Ultimately through these adventures, Jake comes to learn his uncle's tragic past. There's a reason he's so spacey and such a firm believer in the occult. The revelation of those reasons is couched in the building blocks of the road narrative spectrum.

There are actually two road narratives in this novel but they sit in the spot on the spectrum. To avoid spoilers, I will only look at Jake and Calvin's journey.

Jake and Calvin are family travelers (33). They adventure together, though with Calvin in the metaphorical and sometimes literal driver's seat.

Their adventures primarily take them to abandoned buildings or places outside of town. Two key places that together count as the wildlands (99) are the river area under the bridge where a car remains submerged and the foundation of a burned out house on a hill, far out of town.

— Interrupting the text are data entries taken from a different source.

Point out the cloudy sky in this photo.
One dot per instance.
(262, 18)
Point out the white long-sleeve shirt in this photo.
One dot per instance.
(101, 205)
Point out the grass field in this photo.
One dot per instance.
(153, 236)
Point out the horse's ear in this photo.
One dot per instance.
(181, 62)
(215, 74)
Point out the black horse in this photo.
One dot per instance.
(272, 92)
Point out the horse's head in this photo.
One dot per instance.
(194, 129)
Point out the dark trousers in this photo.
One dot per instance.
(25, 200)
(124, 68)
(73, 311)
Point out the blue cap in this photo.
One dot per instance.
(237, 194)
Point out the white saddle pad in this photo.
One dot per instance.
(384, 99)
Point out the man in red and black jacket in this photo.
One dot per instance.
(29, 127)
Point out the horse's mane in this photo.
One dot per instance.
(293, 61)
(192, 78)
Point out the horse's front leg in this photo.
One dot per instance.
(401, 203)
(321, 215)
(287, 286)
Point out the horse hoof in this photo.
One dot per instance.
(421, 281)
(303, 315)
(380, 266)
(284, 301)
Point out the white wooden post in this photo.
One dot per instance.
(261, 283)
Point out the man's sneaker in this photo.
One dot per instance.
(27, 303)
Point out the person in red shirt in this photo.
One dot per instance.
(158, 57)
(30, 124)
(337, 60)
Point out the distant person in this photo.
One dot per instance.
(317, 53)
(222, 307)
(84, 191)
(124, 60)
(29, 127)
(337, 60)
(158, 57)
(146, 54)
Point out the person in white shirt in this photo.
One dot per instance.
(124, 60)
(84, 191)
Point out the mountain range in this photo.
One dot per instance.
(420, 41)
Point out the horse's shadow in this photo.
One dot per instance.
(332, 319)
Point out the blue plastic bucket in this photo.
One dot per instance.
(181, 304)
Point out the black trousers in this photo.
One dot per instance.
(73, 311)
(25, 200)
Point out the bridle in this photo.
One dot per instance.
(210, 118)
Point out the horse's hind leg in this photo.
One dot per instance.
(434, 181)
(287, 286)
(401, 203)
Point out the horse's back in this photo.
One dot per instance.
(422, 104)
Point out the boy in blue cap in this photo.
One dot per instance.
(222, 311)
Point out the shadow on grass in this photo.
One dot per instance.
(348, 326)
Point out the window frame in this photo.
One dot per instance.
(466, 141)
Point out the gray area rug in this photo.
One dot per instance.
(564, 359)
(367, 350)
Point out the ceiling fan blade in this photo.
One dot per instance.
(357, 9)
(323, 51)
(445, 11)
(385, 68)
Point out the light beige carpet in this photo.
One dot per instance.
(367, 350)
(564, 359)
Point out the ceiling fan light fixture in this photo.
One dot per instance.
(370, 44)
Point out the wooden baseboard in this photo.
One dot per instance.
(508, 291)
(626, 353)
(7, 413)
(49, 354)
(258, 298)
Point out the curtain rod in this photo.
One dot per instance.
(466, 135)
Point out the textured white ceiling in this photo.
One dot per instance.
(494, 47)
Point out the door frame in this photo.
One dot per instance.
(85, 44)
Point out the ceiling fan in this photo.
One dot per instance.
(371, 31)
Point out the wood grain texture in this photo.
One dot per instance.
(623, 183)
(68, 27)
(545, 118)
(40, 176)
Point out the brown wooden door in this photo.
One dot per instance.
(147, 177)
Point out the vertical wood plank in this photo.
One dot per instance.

The route to their destination — these wildlands — is through the cornfield (FF). This novel being Canadian, goes with the tkaronto or "place where trees stand in water" imagery, rather than the overgrown croplands that are more common in U.S. road narrative imagery.

All together, Jake and Calvin's ghost hunting adventures are framed as a family traveling to the wildlands via the cornfield (3399FF). Despite the inclusion of a potentially magical route, the type of traveler and the destination keep this novel grounded in realistic fiction.